Because I had other things to say about The Dark Knight in my previous post, I avoided too much discussion of Heath Ledger’s portrayal of the Joker. But there is a ton to say about it, and after seeing the film a second time today, I really feel like writing more…

Heath Ledger’s Joker is, in a word, evil. Pure evil. He goes beyond a villain. As others have suggested, he may even be the devil incarnate. He’s motivated not by money but by a desire to see good go bad, to show the world that there is no escaping from sin (in the way that Satan hoped to tempt Christ in the desert and prove him susceptible to sin like everyone else).

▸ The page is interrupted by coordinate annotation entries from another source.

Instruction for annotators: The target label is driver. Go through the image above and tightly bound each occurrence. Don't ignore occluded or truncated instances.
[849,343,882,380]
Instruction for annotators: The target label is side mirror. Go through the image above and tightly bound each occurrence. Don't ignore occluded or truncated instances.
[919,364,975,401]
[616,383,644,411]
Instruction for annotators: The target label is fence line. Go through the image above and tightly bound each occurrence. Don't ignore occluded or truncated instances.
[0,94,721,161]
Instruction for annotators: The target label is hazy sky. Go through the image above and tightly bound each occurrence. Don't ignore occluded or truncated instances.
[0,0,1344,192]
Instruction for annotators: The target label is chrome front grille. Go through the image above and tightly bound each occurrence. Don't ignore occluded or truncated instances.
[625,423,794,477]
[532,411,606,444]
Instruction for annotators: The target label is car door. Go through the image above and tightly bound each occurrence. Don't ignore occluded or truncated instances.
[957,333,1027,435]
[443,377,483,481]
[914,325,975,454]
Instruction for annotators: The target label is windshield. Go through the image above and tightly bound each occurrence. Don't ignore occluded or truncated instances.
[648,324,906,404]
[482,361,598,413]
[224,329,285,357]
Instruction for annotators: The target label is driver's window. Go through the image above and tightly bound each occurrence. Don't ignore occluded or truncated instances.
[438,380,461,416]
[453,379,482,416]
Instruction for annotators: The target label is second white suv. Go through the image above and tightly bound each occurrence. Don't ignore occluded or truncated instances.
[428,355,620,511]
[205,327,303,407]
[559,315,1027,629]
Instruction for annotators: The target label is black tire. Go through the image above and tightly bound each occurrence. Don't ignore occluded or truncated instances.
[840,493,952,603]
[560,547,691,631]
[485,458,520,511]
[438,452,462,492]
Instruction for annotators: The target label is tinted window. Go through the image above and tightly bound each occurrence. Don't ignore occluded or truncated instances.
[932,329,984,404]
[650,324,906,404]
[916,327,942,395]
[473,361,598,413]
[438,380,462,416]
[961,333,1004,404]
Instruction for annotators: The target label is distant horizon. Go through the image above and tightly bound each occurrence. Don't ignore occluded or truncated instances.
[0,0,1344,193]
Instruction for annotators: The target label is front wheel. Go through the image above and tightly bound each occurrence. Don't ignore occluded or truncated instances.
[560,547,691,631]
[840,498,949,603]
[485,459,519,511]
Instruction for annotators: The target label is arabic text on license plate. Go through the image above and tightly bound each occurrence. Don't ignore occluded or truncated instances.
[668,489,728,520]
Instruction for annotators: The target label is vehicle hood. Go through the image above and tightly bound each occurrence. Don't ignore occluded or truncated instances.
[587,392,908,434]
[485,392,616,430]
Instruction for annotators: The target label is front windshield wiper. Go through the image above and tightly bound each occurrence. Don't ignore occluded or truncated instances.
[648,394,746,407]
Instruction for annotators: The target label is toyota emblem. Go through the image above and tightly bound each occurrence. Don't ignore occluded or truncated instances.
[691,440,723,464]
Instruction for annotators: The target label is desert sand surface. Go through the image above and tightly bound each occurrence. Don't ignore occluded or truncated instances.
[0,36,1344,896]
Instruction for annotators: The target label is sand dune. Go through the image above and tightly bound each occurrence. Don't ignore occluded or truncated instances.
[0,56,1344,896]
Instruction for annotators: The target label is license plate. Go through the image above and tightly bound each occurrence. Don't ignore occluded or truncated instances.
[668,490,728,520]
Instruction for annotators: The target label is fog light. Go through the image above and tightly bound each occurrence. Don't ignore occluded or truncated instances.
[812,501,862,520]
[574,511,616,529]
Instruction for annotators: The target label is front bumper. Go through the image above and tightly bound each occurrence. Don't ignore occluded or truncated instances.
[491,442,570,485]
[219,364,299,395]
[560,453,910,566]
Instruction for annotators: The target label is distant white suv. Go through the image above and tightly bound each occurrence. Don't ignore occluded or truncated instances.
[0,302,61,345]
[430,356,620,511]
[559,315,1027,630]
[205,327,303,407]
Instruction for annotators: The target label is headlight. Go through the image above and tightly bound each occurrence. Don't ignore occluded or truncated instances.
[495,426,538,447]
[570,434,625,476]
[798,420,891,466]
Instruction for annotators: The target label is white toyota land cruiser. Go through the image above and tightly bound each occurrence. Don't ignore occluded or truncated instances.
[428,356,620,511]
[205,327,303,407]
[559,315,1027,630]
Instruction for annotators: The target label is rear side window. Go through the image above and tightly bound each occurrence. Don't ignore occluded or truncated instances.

In addition to Ledger’s maniacal, full-bodied (possessed?) acting, there are other things Nolan and crew do to make the Joker so utterly disturbing. The fact that he just pops onto the Gotham crime scene, seemingly from hell, makes him all the more devilish. We know nothing of who he is, where he’s from, if he’s really human. When incarcerated, the police can’t find any traces of anything remotely useful for identification. He’s a ghostly ghoul, a specter of chaos who seems to have superhuman abilities to orchestrate mayhem in all corners of the city. (And I’d be lying if I said the ghost-aspect wasn’t all the more eerie in light of Ledger actually being dead.)

Other, more subtle filmmaking touches add to the character’s malevolence. Sound, for example: the dissonant, buzz/drone Joker theme (as devised by Hans Zimmer) is spine-tingling; and the scene where Nolan cuts all sound as the Joker frightfully sticks his head out of the speeding cop car hammers home just how utterly serious this sometimes-funny demon actually is.

Portrayals like this—where evil is totally unexplained and yet so thoroughly convincing—are far more disturbing than the “look what happened in my childhood” villains of the horror film pantheon. Ledger’s Joker reminded me of Javier Bardem’s Anton Chigurh, or even Daniel Day Lewis’s Daniel Plainview—other recent embodiments of amoral men wreaking havoc, death, and destruction in the worlds they inhabit. It is interesting to me that these performances are increasingly the most lauded and rewarded in our culture. Both Bardem and Day Lewis won Oscars for their performances last year, and Ledger will doubtless be nominated for one (if not win) this year.

What is it about seeing evil so convincingly rendered on screen that attracts our praise? Why are there so many more “tour de force” performances of dastardly wretches than there are of good people? Indeed, why is it so hard to evoke a convincing portrayal of good, pure, moral characters in film and literature? Dostoevsky tried it in The Idiot (in the character of Myshkin) but ultimately failed. Is it even possible to evoke a righteous person as convincingly as an evil one? Perhaps it is because we are fallen and so unfamiliar with righteousness that we cannot produce these performances. But that still doesn’t answer the question: why do we celebrate the evil characters so much? Why are we going so ape-wild over Heath Ledger’s presentation (and I’m guilty of it, for sure) of an evil that is perhaps unparalleled in screen history?

Don’t get me wrong; I’m all for great acting performances. But at what point should we worry about our attraction to something so devilish as Heath Ledger’s Joker?